Rohstoffe: Öl zieht an

Das sinkende Überangebot von Rohöl in den USA hat den Ölpreis am Donnerstag angeschoben. Rohöl sank um 2,8 Mio. auf 479,363 Mio. Barrel. Nordseeöl der Sorte Brent verteuerte sich um 0,6 Prozent auf 62,46 Dollar je Barrel (159 Liter). Vor Veröffentlichung der Daten hatte Brent noch niedriger notiert.

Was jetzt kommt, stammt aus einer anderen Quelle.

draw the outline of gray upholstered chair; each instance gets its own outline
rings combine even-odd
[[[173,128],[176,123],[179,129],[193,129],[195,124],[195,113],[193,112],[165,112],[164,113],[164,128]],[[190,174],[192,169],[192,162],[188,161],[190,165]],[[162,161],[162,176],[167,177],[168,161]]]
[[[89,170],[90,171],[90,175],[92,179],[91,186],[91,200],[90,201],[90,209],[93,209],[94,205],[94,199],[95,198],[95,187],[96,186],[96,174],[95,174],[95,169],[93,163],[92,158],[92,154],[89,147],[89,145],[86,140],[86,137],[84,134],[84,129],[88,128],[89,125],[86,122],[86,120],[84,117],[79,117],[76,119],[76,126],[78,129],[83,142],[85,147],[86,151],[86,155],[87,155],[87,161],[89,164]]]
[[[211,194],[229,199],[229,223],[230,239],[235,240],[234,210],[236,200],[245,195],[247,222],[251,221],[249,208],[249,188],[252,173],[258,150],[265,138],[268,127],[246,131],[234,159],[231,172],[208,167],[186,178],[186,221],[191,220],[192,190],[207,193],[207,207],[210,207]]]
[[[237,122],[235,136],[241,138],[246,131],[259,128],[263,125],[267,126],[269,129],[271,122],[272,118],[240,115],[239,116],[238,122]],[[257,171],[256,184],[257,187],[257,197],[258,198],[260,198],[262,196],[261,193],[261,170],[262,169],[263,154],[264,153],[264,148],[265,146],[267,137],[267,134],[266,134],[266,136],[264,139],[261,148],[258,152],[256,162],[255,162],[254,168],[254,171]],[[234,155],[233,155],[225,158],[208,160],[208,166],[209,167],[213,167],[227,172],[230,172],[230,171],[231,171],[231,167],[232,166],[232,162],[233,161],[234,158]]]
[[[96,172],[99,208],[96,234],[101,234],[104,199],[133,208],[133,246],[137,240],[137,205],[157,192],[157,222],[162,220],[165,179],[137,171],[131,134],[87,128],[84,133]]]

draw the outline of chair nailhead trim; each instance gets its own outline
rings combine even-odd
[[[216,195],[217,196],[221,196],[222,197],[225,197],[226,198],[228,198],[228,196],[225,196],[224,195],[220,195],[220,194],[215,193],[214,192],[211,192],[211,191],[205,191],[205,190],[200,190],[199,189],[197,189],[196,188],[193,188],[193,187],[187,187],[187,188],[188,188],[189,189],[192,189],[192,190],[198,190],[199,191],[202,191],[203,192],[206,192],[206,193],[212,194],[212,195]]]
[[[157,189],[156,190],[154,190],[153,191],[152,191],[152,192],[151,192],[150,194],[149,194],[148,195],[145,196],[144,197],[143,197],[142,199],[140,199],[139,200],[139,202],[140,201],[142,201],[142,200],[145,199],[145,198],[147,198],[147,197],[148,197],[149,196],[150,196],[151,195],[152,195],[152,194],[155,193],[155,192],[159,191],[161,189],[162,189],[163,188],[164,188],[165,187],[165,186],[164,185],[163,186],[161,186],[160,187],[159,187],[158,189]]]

Asien: Rekord in Tokio, Einbruch in Schanghai

Die Börse in Tokio schloss in Folge positiver Vorgaben aus Europa und den USA fester. Der Nikkei-Index für 225 führende Werte stieg um 78,88 Punkt oder 0,39 Prozent auf den Stand von 20.551,46 Zählern. Damit hat der Nikkei erstmals seit mehr als 27 Jahren an zehn Handelstagen in Folge zugelegt. Der bisherige Rekord liegt bei 13 Gewinntagen in Serie aus dem Jahr 1988. Der breit gefasste Topix verbesserte sich um 11,43 Punkte oder 0,69 Prozent auf 1672,76 Punkte.

Ein böses Erwachen erlebten dagegen die rallygewohnten Anleger an der Börse in Schanghai. Der Shanghai-Composite brach um knapp 6,5 Prozent auf 4.623 Punkte ein. Vom Tageshoch knapp unter der psychologisch bedeutsamen 5.000er Marke kam der Index sogar um 7,2 Prozent zurück, nachdem er in den vergangenen sieben Tagen immer gestiegen war und auch in den vergangenen Wochen fast nur den Weg nach oben kannte. Angesichts eines Anstiegs seit Jahresbeginn bis zu dem Absturz am Donnerstag um 53 Prozent galt der Markt schon lange als reif für eine Korrektur. Es war das zweitgrößte Tagesminus im laufenden Jahr. Am 19. Januar waren die Kurse um 7,7 Prozent abgestürzt.

Auslöser für den Kursrutsch waren Marktteilnehmern zufolge Anteilsverkäufe an zwei staatlich kontrollierten Banken durch einen chinesischen Vermögensfonds und strengere Nachschusspflichten einiger chinesischer Handelshäuser für kreditfinanzierte Aktiengeschäfte. Dass die Central Huijin Investment Anteile an der Industrial and Commercial Bank of China (ICBC) und an der China Construction Bank verkauft, wurde zwar bereits am Dienstag bekannt, in Foren auf chinesischen Webseiten sei das Thema aber erst am Donnerstag hochgekocht, hieß es.